33
\$\begingroup\$

This is a relatively quick one, but I'm sure you'll like it.

Codegolf a program that will take input in the form of a sentence and then provide the output with the first letter capitalized in each word.

Rules:

  1. Submissions may not be in the form of a function. So no:

    function x(y){z=some_kind_of_magic(y);return z;} as your final answer... Your code must show that it takes input, and provides output.

  2. The code must preserve any other capital letters the input has. So

    eCommerce and eBusiness are cool, don't you agree, Richard III?
    

    will be rendered as

    ECommerce And EBusiness Are Cool, Don't You Agree, Richard III?
    
  3. Some of you may be thinking, "Easy, I'll just use regex!" and so using the native regex in your chosen golfing language will incur a 30 character penalty which will be applied to your final code count. Evil laugh

  4. A "word" in this case is anything separated by a space. Therefore palate cleanser is two words, whereas pigeon-toed is considered one word. if_you_love_her_then_you_should_put_a_ring_on_it is considered one word. If a word starts with a non-alphabetical character, the word is preserved, so _this after rendering remains as _this. (Kudos to Martin Buttner for pointing this test case out).

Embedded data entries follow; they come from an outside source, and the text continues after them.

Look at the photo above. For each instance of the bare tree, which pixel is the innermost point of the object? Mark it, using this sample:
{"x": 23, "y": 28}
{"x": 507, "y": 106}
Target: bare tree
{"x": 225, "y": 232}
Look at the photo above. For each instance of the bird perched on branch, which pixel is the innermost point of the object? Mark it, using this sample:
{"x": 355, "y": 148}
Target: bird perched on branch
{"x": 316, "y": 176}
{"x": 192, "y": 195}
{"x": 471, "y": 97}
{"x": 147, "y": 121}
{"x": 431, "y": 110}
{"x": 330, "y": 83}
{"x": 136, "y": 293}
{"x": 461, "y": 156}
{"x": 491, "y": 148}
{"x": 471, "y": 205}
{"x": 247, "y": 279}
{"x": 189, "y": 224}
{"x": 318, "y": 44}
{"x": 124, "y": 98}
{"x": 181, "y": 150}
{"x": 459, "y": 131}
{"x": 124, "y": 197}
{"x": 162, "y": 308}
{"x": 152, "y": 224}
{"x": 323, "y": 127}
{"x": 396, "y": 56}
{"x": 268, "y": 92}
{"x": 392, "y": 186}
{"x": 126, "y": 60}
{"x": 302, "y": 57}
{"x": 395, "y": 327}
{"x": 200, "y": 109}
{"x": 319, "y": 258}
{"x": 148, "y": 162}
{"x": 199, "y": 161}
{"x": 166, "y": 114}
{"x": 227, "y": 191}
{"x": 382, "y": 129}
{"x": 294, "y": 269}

    • 4b. There is no guarantee that words in the input phrase will be separated by a single space.
  5. Test Case, (please use to test your code):

    Input:

    eCommerce rocks. crazyCamelCase stuff. _those  pigeon-toed shennanigans. Fiery trailblazing 345 thirty-two Roger. The quick brown fox jumped over the lazy dogs. Clancy Brown would have been cool as Lex Luthor. good_bye
    

    Output:

    ECommerce Rocks. CrazyCamelCase Stuff. _those  Pigeon-toed Shennanigans. Fiery Trailblazing 345 Thirty-two Roger. The Quick Brown Fox Jumped Over The Lazy Dogs. Clancy Brown Would Have Been Cool As Lex Luthor. Good_bye
    
  6. This is code golf, shortest code wins...

Good luck...

\$\endgroup\$
14
  • 1
    \$\begingroup\$ What about spaces at the end of the line? Do we have to preserve them? Can we add one if it serves our needs? \$\endgroup\$
    – Dennis
    May 11, 2015 at 0:48
  • 2
    \$\begingroup\$ Dennis, please preserve spaces from the input... \$\endgroup\$ May 11, 2015 at 1:04
  • 3
    \$\begingroup\$ != TitleCase dam it! c# loses AGAIN! \$\endgroup\$
    – Ewan
    May 11, 2015 at 11:07
  • 1
    \$\begingroup\$ @Tim The double space before Pigeon-toed is correct. He said to preserve spacing. \$\endgroup\$
    – mbomb007
    May 11, 2015 at 17:04
  • 2
    \$\begingroup\$ What separates the words? Any whitespace (tabs, newlines, etc) or just spaces? \$\endgroup\$ May 11, 2015 at 18:22

66 Answers 66

2
\$\begingroup\$

Mathematica, 66 bytes

Print@StringReplace[InputString[],WordBoundary~~a_:>ToUpperCase@a]

I would use ToCamelCase, but it doesn't preserve spacing.

\$\endgroup\$
2
\$\begingroup\$

R, 139 105 bytes

for(i in 1:length(p<-strsplit(readline(),"")[[1]])){if(i<2||p[i-1]==" ")p[i]=toupper(p[i])};cat(p,sep="")

Ungolfed + explanation:

# Assign p to be a vector of the input read from stdin, split into characters

for(i in 1:length(p <- strsplit(readline(), "")[[1]])) {

    # If we're at the first iteration or the previous character was a space

    if (i < 2 || p[i-1] == " ") {

        # Convert the current character to its uppercase equivalent

        p[i] <- toupper(p[i])
    }
}

# Join the vector elements into a single string and print it to stdout
cat(p, sep = "")

R with regex, 49 41 + 30 = 71 bytes

I'm really bummed; this actually has a better score using regular expressions with the penalty.

gsub("(^.| +.)","\\U\\1",readline(),pe=T)

This matches any single character at the beginning of the string or following any number of spaces and replaces it with an uppercase version of the capture. Note that applying \\U is legit and has no effect for non-letters. pe=T is interpreted as perl = TRUE since it takes advantage of R's partial matching of function parameters and the synonym for TRUE. For whatever reason, R doesn't use Perl-style regular expression by default.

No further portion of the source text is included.